Un enjeu politique : un cadre légal restrictif à revisiter
Le Cameroun dispose d’un cadre légal extrêmement restrictif en matière d’avortement. Bien que la loi prévoie quelques exceptions notamment en cas de viol ou de danger pour la santé de la mère, les procédures à suivre sont longues, complexes et peu accessibles, surtout en zones rurales.

Toutes ces explications ont été mises en exergue par le représentant du ministère de la justice, Fernand Fonkui, magistrat, qui a fait une revue sur l’aperçu des lois spécifiques sur les droits sexuels et reproductifs dans quelques pays africains dans la perspective d’une approche adaptée au Cameroun : une lecture du point de vue juridique.
Cette situation pousse de nombreuses femmes à contourner le système et à se tourner vers des praticiens informels.
Pour la SOGOC, le nœud du problème se situe au niveau des décisions politiques. Les professionnels de santé peuvent diagnostiquer, alerter et proposer des solutions, mais le pouvoir d’agir repose essentiellement entre les mains des autorités publiques.
« Les questions de santé ne se décident pas seulement dans les hôpitaux. Ce sont les autorités et le gouvernement qui définissent le cadre légal. Il nous faut donc leur présenter ces réalités avec des mots justes pour qu’ils comprennent que notre démarche n’est pas contre les lois, mais pour sauver des vies », a indiqué le magistrat.

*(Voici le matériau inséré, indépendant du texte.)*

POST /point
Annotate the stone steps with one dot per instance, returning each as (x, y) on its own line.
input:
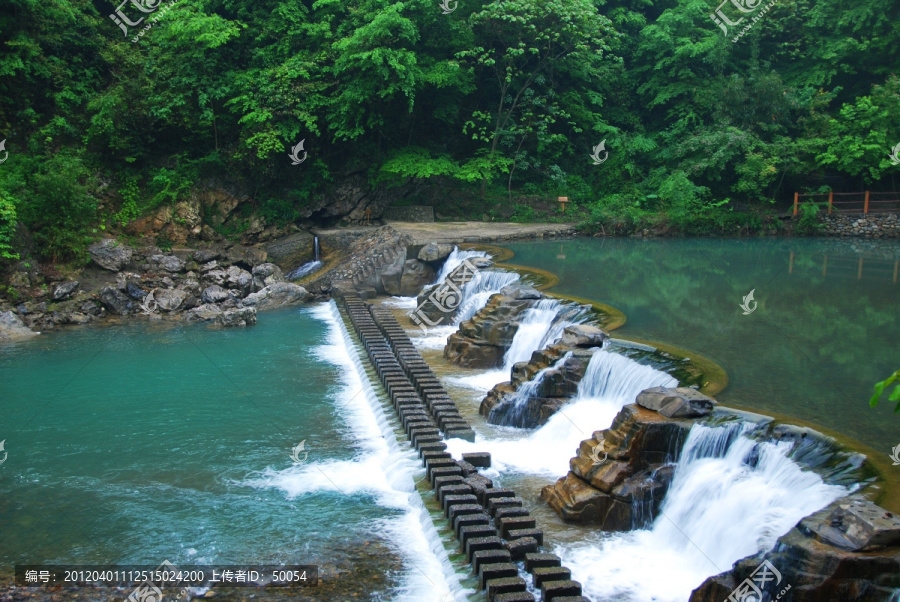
(495, 532)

À travers cette initiative, la SOGOC espère ouvrir un dialogue constructif avec le gouvernement, les parlementaires et les acteurs sociaux afin de mieux encadrer l’avortement médicalisé et garantir aux femmes un accès sécurisé aux soins de santé reproductive.
À titre de rappel, ces activités qu’organise la SOGOC sont couplées à la commémoration des 16 jours d’activisme au Cameroun et font partie d’une campagne mondiale de sensibilisation et d’action qui vise à éliminer la violence basée sur le genre envers les femmes et les filles.
Cette initiative se déroule chaque année du 25 novembre (Journée internationale pour l’élimination de la violence à l’égard des femmes) au 10 décembre (Journée des droits de l’homme).
Au Cameroun, elle vise à sensibiliser le public, à promouvoir des lois et des pratiques plus sûres et à soutenir les victimes.